How are you approaching sequencing in your own practice?

That is a very interesting question. I will use one of these drugs and then I will combine them, usually with an aromatase inhibitor in the first-line setting. Now, the real question is what to do afterward. The standard answer would be just to use fulvestrant (Faslodex), but a lot of people, myself sometimes included, are continuing patients on a CDK4/6 inhibitor and adding fulvestrant. [Alternatively], you could switch them over to an mTOR inhibitor. Now, the PI3K inhibitors would be one of the drugs of choice.

What ongoing trials exploring these inhibitors are you excited to learn more about?

The sequencing is a very important question and combining these drugs with an mTOR inhibitor makes sense.

Also, there are ongoing trials studying the use of these inhibitors as upfront therapy and in the adjuvant setting, especially for those with high-risk disease. Examples are the phase III PALLAS study with palbociclib and the phase II monarcHER study with abemaciclib.

Could you share insight on the PATINA trial?

All patients on the PATINA trial received chemotherapy for a few cycles, and were then randomized to receive HER2-directed therapy plus hormonal therapy [with or without palbociclib]. It a tantalizing trial because some data [show that] those mechanisms that create resistance to HER2-directed therapy are the upregulation of the CDK pathway.

Also, only 10% of patients have triple-positive disease and it is a distinctly different entity. Some of those patients behave more like a luminal-type [of breast cancer]; it [comes down to determining] the driving pathway in these patients. Some are more sensitive to anti-hormonal therapy while others are more HER2-neu driven. It is important for us to distinguish between the two.

You also covered updates with PI3K inhibitors in this space in your presentation. Could you elaborate on some of the work that is being done?

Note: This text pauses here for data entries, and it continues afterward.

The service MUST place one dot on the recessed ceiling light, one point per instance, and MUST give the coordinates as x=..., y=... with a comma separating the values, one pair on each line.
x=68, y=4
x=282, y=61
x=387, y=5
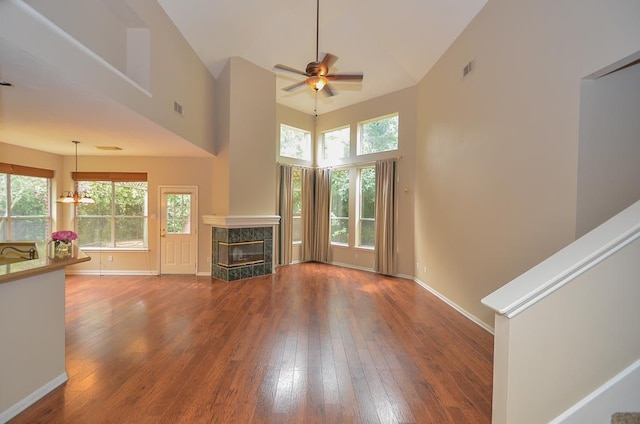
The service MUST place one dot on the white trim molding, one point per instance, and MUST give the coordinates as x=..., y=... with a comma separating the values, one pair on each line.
x=455, y=306
x=241, y=221
x=23, y=404
x=567, y=264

There were a number of PI3K inhibitors that have been studied; alpelisib (Piqray) is the one that really showed efficacy. The PFS was very impressive; however, the hazard ratio was not. I am not sure that it is 100% ready for primetime, simply because everolimus (Afinitor) is also [effective] and it works in PIK3CA mutations. Also, everolimus will work in those with PTEN mutations. In HR-positive breast cancer, 40% of patients will have the PIK3CA mutation, but 30% will have the PTEN mutation. Don't forget everolimus yet.

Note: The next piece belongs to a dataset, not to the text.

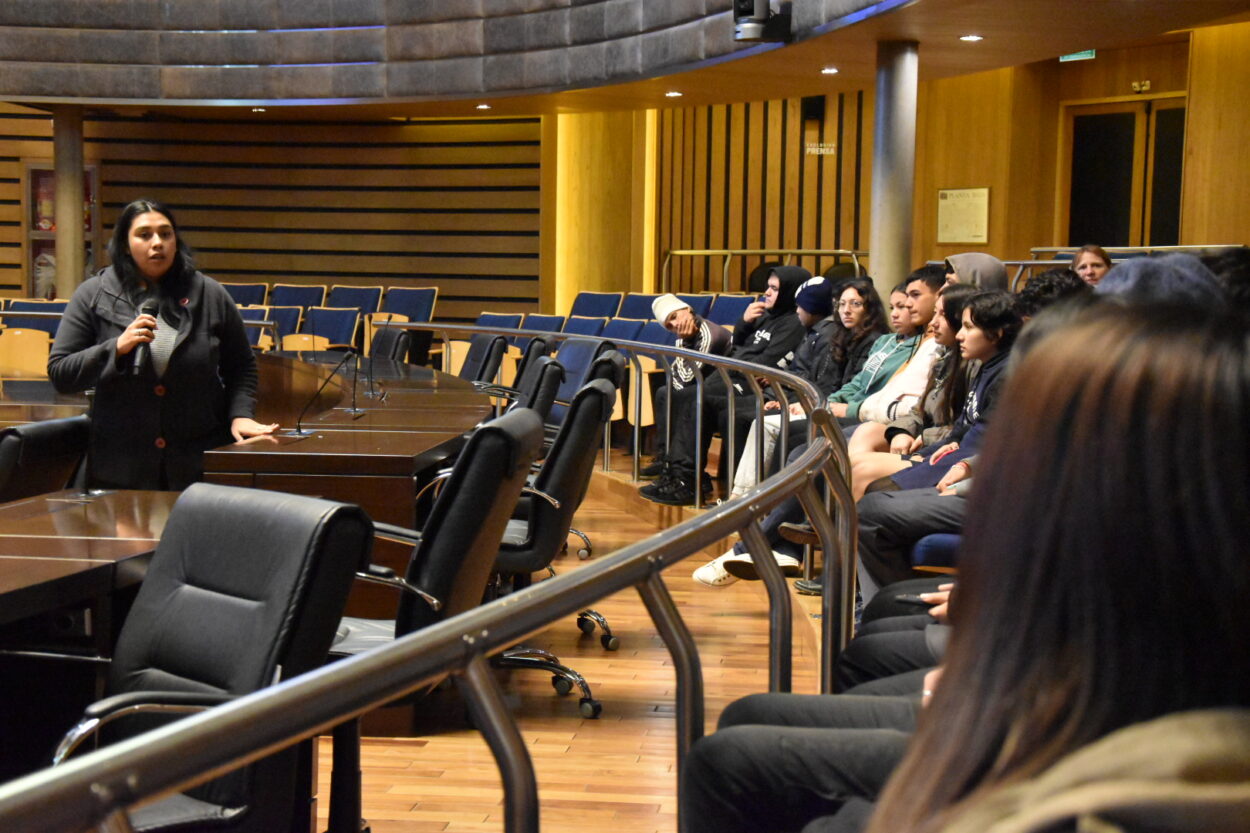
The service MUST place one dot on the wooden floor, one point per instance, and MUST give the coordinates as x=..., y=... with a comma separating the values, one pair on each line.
x=611, y=773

Where will future research focus in breast cancer?

The research will be focused on sequencing and on the mechanisms of resistance to these drugs. Why do people develop resistance? We already know that mutations in the mTOR pathway exist, but we aren't clear what makes cells resistant to CDK4/6 inhibitors. Studies such as PALOMA-3 study [are exploring that question].

Hurvitz SA, Im S-A, Lu Y-S, et al. Phase III MONALEESA-7 trial of premenopausal patients with HR+/HER2− advanced breast cancer (ABC) treated with endocrine therapy ± ribociclib: overall survival (OS) results. J Clin Oncol. 2019;37(suppl; abstr LBA1008).